Wâ mag ich mich nu vinden? wâ mac ich mich nu suochen, wâ? nu bin ich hie und bin ouch dâ und enbin doch weder dâ noch hie. wer wart ouch sus verirret ie? wer wart ie sus zerteilet mê?
(Gottfried von Straßburg)

Kilian

"Auch wenn der Plan vereitelt worden ist, besorgt der Fall die Behörden."

Agricola

#72
Zitat von: Kilian in 2006-05-31, 10:49:38
"Auch wenn der Plan vereitelt worden ist, besorgt der Fall die Behörden."
Gehor das an diesen Faden? Ich hatte es an einen anderen geposten.
The future lies in front of me,
but "lies" is all that I can see.

Agricola

Zitat von: VerbOrg in 2005-04-15, 19:23:08
Ich kenne durchaus Leute (selbst beim Rundfunk), die das Wort horrend auf der ersten Silbe betonen.
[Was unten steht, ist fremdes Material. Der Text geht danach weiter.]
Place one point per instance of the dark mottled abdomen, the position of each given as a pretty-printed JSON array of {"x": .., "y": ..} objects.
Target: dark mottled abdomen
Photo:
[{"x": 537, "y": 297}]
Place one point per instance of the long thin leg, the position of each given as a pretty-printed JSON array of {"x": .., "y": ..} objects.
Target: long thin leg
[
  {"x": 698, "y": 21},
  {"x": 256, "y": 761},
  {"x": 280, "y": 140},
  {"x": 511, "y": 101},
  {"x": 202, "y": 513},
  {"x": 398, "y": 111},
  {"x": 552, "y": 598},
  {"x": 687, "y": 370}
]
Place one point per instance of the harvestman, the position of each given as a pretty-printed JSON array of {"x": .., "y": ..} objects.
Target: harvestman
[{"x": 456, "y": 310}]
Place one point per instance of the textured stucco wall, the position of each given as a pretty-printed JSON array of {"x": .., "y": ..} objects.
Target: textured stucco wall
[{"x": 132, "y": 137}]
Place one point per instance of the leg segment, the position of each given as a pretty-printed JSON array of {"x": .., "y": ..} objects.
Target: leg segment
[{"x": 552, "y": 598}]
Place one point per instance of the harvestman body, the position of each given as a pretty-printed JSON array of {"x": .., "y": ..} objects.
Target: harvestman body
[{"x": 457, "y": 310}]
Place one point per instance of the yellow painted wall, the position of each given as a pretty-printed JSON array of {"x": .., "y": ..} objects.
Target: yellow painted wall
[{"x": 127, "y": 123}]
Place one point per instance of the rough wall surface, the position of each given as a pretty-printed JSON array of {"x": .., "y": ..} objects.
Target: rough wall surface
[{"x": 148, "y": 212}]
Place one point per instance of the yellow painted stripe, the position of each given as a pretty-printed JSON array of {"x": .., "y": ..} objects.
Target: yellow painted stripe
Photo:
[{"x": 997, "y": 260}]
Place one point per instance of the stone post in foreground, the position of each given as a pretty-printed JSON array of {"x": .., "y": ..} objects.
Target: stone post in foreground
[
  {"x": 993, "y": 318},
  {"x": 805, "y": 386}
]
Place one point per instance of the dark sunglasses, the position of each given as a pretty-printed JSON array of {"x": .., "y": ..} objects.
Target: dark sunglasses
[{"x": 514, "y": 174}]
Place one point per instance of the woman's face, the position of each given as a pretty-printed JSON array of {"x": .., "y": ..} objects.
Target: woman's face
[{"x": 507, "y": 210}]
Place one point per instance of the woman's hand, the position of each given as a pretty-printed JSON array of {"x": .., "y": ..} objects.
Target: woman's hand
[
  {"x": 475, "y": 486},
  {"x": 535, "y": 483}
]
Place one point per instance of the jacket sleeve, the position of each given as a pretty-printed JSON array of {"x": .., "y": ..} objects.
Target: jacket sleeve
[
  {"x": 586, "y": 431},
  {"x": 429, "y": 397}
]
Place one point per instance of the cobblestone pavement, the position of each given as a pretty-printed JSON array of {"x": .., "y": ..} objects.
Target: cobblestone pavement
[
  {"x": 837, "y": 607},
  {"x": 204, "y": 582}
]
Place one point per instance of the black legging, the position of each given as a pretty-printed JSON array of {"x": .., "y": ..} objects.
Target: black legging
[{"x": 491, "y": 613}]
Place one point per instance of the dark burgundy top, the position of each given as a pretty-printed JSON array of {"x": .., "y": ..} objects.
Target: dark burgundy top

Auch wenn es sich noch so merkwürdig anhört.
Ich habe im Radio auch schon "Homer" auf der ersten Silbe betonen gehoren. Homer kommt von homen, wer immer homt ist ein Homer.
The future lies in front of me,
but "lies" is all that I can see.

VerbOrg

Wer käme auch auf die Idee, den Tüpen vonne Simsens auffe letzten Silbe zu betonen. Schön blöd wär das!